Mario prepara estos días una nueva exposición después de una visita al salar de Uyuni en 2022. Las llamitas caminan en la noche en la oscuridad del desierto blanco. Lo hacen en platos, vasijas, jarrones, láminas. El demiurgo de Mallasa escarba con la técnica milenaria de la arcilla y busca nuevas mezclas en el óxido, en los materiales cerámicos, en el esmalte y el color, en los engobes y vidriados. Selecciona la arcilla, más rojiza cerca de su casa, más pura en el altiplano. Vigila el momento sagrado de la cocción de las piezas, imagina líneas y perfiles, texturas y colores, busca un hallazgo.
Hace una semana, una pareja de Nueva York ha comprado un bello jarrón en su alfar. Han ido directamente por él. Los gringos creen que han escogido la vasija, pero ha sido al revés. Ahora es el logo de una prestigiosa página web sobre cerámica contemporánea. Ese jarrón ha buscado dónde quiere estar en el mundo. Es el misterio del arte del fuego, el fuego hipnótico, el fueguito que da vida, el fuego que siempre tiene la última palabra.Sarabia tiene razón: nunca sabe para quién hace sus cerámicas. Ni donde vivirán.
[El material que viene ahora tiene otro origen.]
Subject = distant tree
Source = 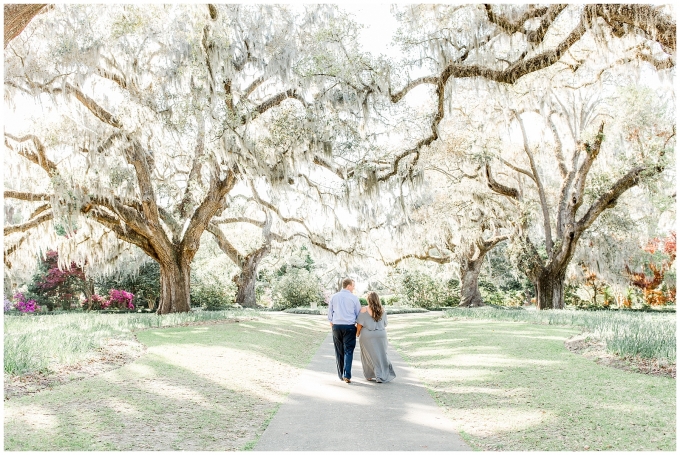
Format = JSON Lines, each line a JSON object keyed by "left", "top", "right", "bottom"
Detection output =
{"left": 485, "top": 82, "right": 674, "bottom": 309}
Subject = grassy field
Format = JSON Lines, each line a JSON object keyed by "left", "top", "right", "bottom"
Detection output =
{"left": 444, "top": 307, "right": 676, "bottom": 362}
{"left": 4, "top": 314, "right": 328, "bottom": 450}
{"left": 387, "top": 313, "right": 676, "bottom": 451}
{"left": 3, "top": 309, "right": 260, "bottom": 375}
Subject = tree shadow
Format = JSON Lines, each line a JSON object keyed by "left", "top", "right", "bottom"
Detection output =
{"left": 386, "top": 315, "right": 676, "bottom": 451}
{"left": 4, "top": 317, "right": 329, "bottom": 451}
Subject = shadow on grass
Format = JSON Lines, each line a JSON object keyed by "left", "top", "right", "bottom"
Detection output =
{"left": 4, "top": 317, "right": 329, "bottom": 451}
{"left": 387, "top": 315, "right": 676, "bottom": 451}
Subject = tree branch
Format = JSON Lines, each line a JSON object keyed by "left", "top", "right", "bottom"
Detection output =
{"left": 180, "top": 169, "right": 237, "bottom": 261}
{"left": 177, "top": 115, "right": 205, "bottom": 219}
{"left": 594, "top": 4, "right": 675, "bottom": 55}
{"left": 483, "top": 4, "right": 552, "bottom": 37}
{"left": 5, "top": 133, "right": 58, "bottom": 175}
{"left": 213, "top": 216, "right": 265, "bottom": 228}
{"left": 515, "top": 111, "right": 552, "bottom": 254}
{"left": 242, "top": 89, "right": 307, "bottom": 124}
{"left": 206, "top": 222, "right": 244, "bottom": 266}
{"left": 381, "top": 247, "right": 452, "bottom": 267}
{"left": 572, "top": 122, "right": 605, "bottom": 212}
{"left": 4, "top": 190, "right": 51, "bottom": 202}
{"left": 485, "top": 164, "right": 519, "bottom": 199}
{"left": 4, "top": 4, "right": 48, "bottom": 48}
{"left": 82, "top": 204, "right": 159, "bottom": 260}
{"left": 500, "top": 157, "right": 535, "bottom": 182}
{"left": 576, "top": 165, "right": 663, "bottom": 234}
{"left": 4, "top": 211, "right": 53, "bottom": 236}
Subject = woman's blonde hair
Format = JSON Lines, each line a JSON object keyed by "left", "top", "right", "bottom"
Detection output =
{"left": 367, "top": 291, "right": 383, "bottom": 322}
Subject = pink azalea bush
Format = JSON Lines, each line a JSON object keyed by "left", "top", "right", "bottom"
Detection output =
{"left": 12, "top": 293, "right": 40, "bottom": 313}
{"left": 82, "top": 293, "right": 107, "bottom": 310}
{"left": 81, "top": 290, "right": 135, "bottom": 311}
{"left": 107, "top": 289, "right": 135, "bottom": 310}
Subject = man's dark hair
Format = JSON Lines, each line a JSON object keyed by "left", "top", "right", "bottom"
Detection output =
{"left": 342, "top": 278, "right": 354, "bottom": 288}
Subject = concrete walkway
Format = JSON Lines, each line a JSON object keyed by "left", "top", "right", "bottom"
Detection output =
{"left": 255, "top": 330, "right": 471, "bottom": 451}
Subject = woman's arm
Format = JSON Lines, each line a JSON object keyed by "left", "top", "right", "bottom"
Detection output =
{"left": 356, "top": 323, "right": 362, "bottom": 337}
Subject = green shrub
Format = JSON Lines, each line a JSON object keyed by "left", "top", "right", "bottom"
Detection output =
{"left": 272, "top": 268, "right": 322, "bottom": 310}
{"left": 359, "top": 297, "right": 368, "bottom": 306}
{"left": 283, "top": 307, "right": 321, "bottom": 315}
{"left": 384, "top": 307, "right": 429, "bottom": 314}
{"left": 383, "top": 295, "right": 401, "bottom": 306}
{"left": 400, "top": 270, "right": 459, "bottom": 309}
{"left": 191, "top": 282, "right": 235, "bottom": 311}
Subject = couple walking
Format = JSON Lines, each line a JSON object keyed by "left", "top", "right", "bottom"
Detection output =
{"left": 328, "top": 278, "right": 396, "bottom": 383}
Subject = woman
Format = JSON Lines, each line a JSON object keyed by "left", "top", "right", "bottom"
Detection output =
{"left": 356, "top": 291, "right": 396, "bottom": 383}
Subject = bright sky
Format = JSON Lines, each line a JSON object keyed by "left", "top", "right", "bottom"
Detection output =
{"left": 344, "top": 4, "right": 400, "bottom": 59}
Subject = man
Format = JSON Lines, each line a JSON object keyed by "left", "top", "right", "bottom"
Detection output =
{"left": 328, "top": 277, "right": 361, "bottom": 383}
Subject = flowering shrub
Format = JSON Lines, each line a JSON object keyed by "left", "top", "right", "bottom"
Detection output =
{"left": 107, "top": 289, "right": 135, "bottom": 310}
{"left": 95, "top": 261, "right": 160, "bottom": 310}
{"left": 12, "top": 293, "right": 40, "bottom": 313}
{"left": 82, "top": 294, "right": 107, "bottom": 311}
{"left": 624, "top": 231, "right": 676, "bottom": 306}
{"left": 4, "top": 298, "right": 13, "bottom": 313}
{"left": 81, "top": 290, "right": 134, "bottom": 310}
{"left": 27, "top": 250, "right": 88, "bottom": 310}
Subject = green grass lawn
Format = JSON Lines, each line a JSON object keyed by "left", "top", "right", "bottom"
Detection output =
{"left": 4, "top": 309, "right": 263, "bottom": 375}
{"left": 4, "top": 315, "right": 328, "bottom": 451}
{"left": 387, "top": 314, "right": 676, "bottom": 451}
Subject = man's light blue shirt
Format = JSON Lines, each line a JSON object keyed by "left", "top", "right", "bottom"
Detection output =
{"left": 328, "top": 289, "right": 361, "bottom": 325}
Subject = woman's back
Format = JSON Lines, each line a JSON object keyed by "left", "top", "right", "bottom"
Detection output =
{"left": 357, "top": 309, "right": 387, "bottom": 331}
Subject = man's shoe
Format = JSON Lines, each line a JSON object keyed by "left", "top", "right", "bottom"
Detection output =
{"left": 343, "top": 377, "right": 351, "bottom": 383}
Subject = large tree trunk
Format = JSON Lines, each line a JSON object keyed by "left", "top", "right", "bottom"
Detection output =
{"left": 459, "top": 256, "right": 484, "bottom": 307}
{"left": 157, "top": 257, "right": 191, "bottom": 314}
{"left": 234, "top": 241, "right": 272, "bottom": 308}
{"left": 535, "top": 269, "right": 566, "bottom": 310}
{"left": 234, "top": 261, "right": 259, "bottom": 308}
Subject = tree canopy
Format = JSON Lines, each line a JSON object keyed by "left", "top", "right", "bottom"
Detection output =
{"left": 4, "top": 4, "right": 675, "bottom": 312}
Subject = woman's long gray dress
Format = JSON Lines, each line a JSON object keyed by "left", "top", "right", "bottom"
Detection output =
{"left": 357, "top": 310, "right": 396, "bottom": 383}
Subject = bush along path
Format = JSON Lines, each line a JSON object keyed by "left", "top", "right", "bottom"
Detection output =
{"left": 387, "top": 313, "right": 676, "bottom": 451}
{"left": 4, "top": 314, "right": 328, "bottom": 451}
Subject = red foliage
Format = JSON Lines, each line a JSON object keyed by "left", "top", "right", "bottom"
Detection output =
{"left": 34, "top": 250, "right": 87, "bottom": 308}
{"left": 625, "top": 231, "right": 676, "bottom": 306}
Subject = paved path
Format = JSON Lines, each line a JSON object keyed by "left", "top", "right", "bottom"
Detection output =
{"left": 255, "top": 330, "right": 471, "bottom": 451}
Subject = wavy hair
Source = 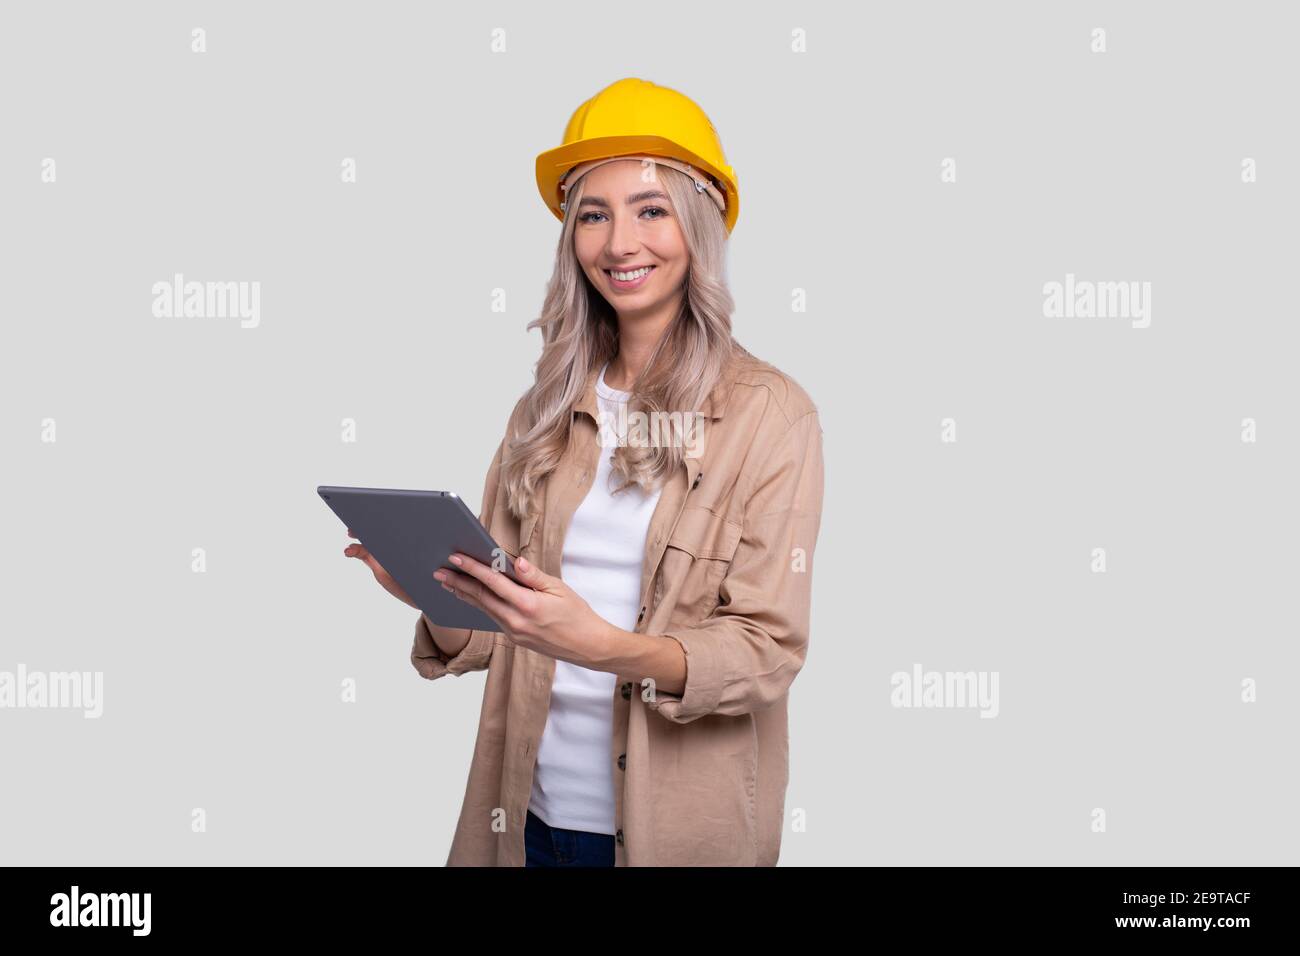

El arte de la tierra y el fuego nunca será menor; Mario, tampoco. Cuando dejo el taller en pleno atardecer —con la Muela del Diablo perfilada en el horizonte— volteo la mirada y leo una frase pintada sobre la pared. Es una cita del cubano Silvio Rodríguez: “Solo el amor convierte el milagro en barro”. Solo las manos del demiurgo de Mallasa convierten la arcilla en misterio.